Joshua Roberts | Reuters
Morgan Stanley CEO James Gorman said he’s more confident on the markets than the rest of Wall Street, seeing a return of deal-making as soon as the Federal Reserve stops hiking interest rates.
“I’m highly confident that when the Fed pauses, deal activity and underwriting activity will go up. I would bet the year on that, in fact,” Gorman said on an earnings call Tuesday. “We’re not of the view that we’re heading into a dark period. Whatever negativity in the world is out there. That’s not our house view.”
His comments came as his New York-based firm reported fourth-quarter earnings that topped Wall Street expectations, boosted by the bank’s record wealth management revenue and growth at its trading business. Shares traded up 7% on Tuesday following the results.
Despite the overall stronger-than-expected results, Morgan Stanley’s investment banking suffered a big slowdown amid a collapse in IPOs and debt and equity issuance.
Revenue from investment banking came to $1.25 billion in the fourth quarter, down 49% from a year ago. The bank said the drop was due to the substantial decline in global equity underwriting volumes and lower completed M&A transactions.

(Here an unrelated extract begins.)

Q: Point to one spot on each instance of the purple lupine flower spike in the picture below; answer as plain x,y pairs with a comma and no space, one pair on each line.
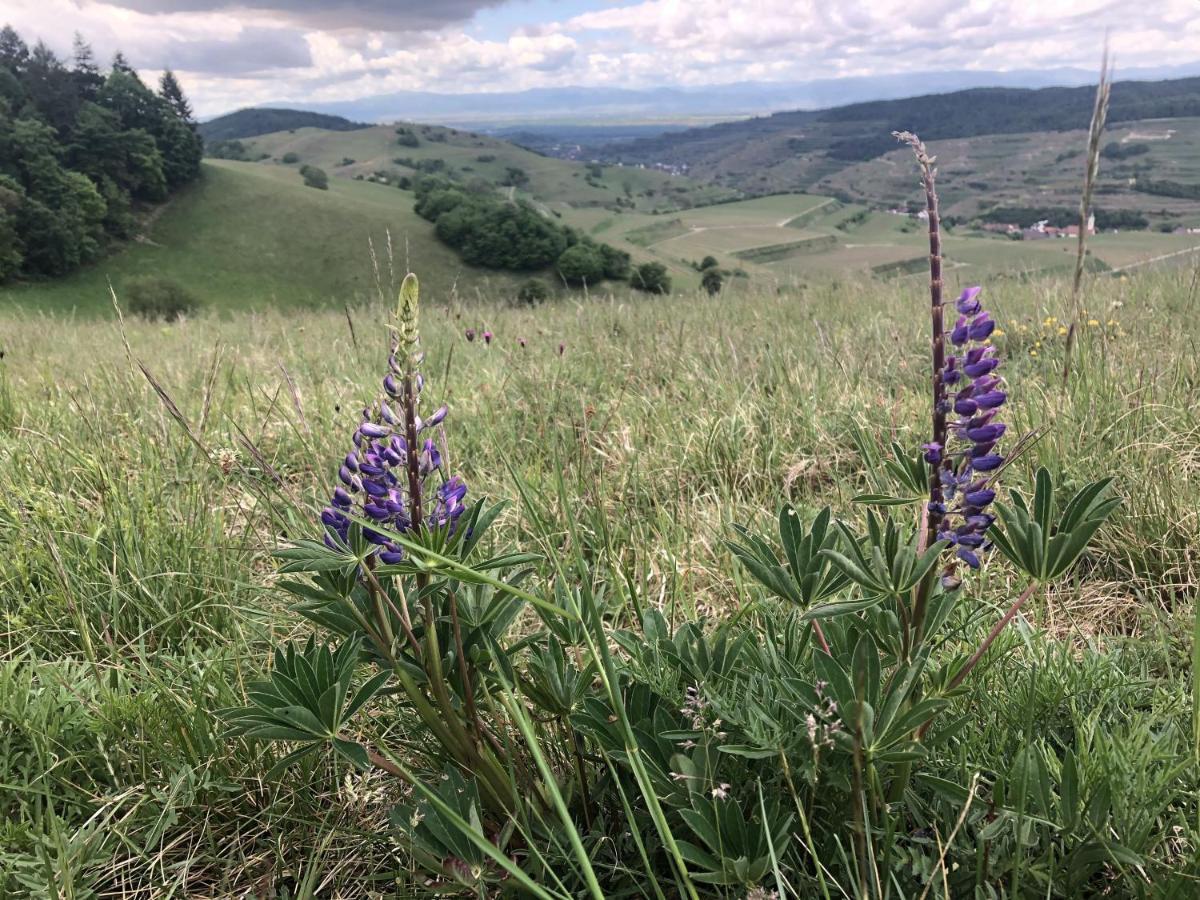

Gorman said deal activity will get a boost once financial conditions start to loosen. He said the Fed’s next move will likely be a smaller 0.25 percentage point rate hike, followed by a pause. He added that he’s not sure if the central bank will cut rates this year.
“I’m a little more confident about the medium-term outlook for the markets,” Gorman said. “We want to make sure we’re positioned for growth. This thing will turn. M&A underwriting will come back, I’m positive of it. So we want to be well positioned for it.”
The Fed has raised its benchmark interest rate to a targeted range between 4.25% and 4.5%, the highest level in 15 years, marking the most aggressive policy moves since the early 1980s.
“There’s a lot of money sitting around waiting to be put to work. Our job is to be the flow of capital between those who haven’t and those who need it. So I’m pretty confident actually about the outlook,” Gorman said.